A friend asked, “won’t the Antichrist change his name Adonikam to hide his identity?” On the contrary, prophecy describes a “little horn” so boastful against God (Dan. 7:8, 11, 20, 25; 8:9-11, 23-25; 11:36-37; 2 Thess. 2:4; Rev. 13:5-6) if Adonikam wasn’t his birth name he would change it to “Adonikam“, boastfully doing everything revealed in Scripture the Antichrist would do. It would become his “public persona”, he would glory in it and so will those who accept his mark.
They will celebrate it…until they don’t. Notice the subtle change, men go from boldly blaspheming “the name of God”, to grudgingly conceding His power as “the God of heaven”. This happens after the fifth bowl, when YHWH God strikes the seat of the beast with darkness causing them to gnaw their tongues for pain (Rev. 16:9-11). They became so weak at the knees upon experiencing God’s awesome power a fresh dose of demonic propaganda was necessary to restore courage (Rev. 16:12-14).
On this see:
War between God and Satan
Another interesting riddle is Samson’s riddle, it reveals a blueprint for solving Biblical riddles. An important clue is the double meaning of the words “lion” and “honey” in the language of Samson and the Philistines:
The word “lion” in Hebrew (ʾarî) is almost identical to an Arabic word for “honey” (ʾary).-Wolf, H. (1992). Judges. In F. E. Gaebelein (Ed.), The Expositor’s Bible Commentary: Deuteronomy, Joshua, Judges, Ruth, 1 & 2 Samuel (Vol. 3, p. 468). Grand Rapids, MI: Zondervan Publishing House.
So he said to them: “Out of the eater came something to eat, And out of the strong came something sweet.” Now for three days they could not explain the riddle. (Jdg. 14:14) NKJ
“Eater” in Hebrew can be a man, beast or insect that “devours with extreme violence” (0398 אָכַל ‘akal Num. 23:24; 1 Ki. 13:28). As the “eater” is “strong” (05794 עַז `az) “mighty, fierce” the image of lion naturally arises. Confirming this describes a lion is the irony of taking food from the lion’s mouth, a definite clue.
As for “sweet” honey naturally comes to mind (Jdg. 14:18).
The “lion/honey” homonym is what made this a valid riddle. Notice these points are present in the answer the Philistines gave to Samson:
What is sweeter than honey? and what is stronger than a lion? (Jdg. 14:18)
Many commentators object the riddle was unfair, but the context contradicts that claim. They wouldn’t have wasted three days trying to solve it, or by the seventh day threaten the bride’s family if they could have simply objected it wasn’t a fair riddle (Jdg. 14:14-15). Their answer in Judges 14:18 implies they considered it fair, the answer a valid result of the clues in the riddle.
What likely prevented the Philistines from solving the riddle was the presence of many possible “strong eaters” and “sweets” at the feast.

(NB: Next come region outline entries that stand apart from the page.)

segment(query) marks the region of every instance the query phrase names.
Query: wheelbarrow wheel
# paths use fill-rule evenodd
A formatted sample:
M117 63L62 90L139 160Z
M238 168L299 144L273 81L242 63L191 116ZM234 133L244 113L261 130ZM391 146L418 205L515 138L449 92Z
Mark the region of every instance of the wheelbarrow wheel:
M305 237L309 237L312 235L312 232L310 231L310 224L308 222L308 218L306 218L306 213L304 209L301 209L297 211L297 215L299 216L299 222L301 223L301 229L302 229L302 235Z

That would misdirect their attention away from the solution.
They broke the first rule for solving riddles, thinking outside of the box is a must.. It is likely John’s choice of “count” (ψηφίζω) is intended to “misdirect” the uninitiated to the wrong solution. If so, it worked fabulously well. Those in the habit of seeking solution to enigma outside of scripture took the bait with Gematria, as they often do appealing to apocrypha and pseudepigrapha rather than seeking the answer in scripture critically thinking on the context.
It is disputed Matthew 1:17 is Gematria pointing to David (14). Jesus is the subject, “carrying away into Babylon unto Christ” does not point to David without circular reasoning, eisegesis which contradicts the theory. Other suggested reasons, none of which satisfy: 1) Emphasize importance of Abraham, David and captivity, that the promises of Messianic kingdom fulfilled in Christ; 2) Show God’s grace in Israel’s rise, fall and redemption. 3) Symbolic of completeness (“7” x 2 = 14, thrice for intensity). This is not a complete list; good hunting.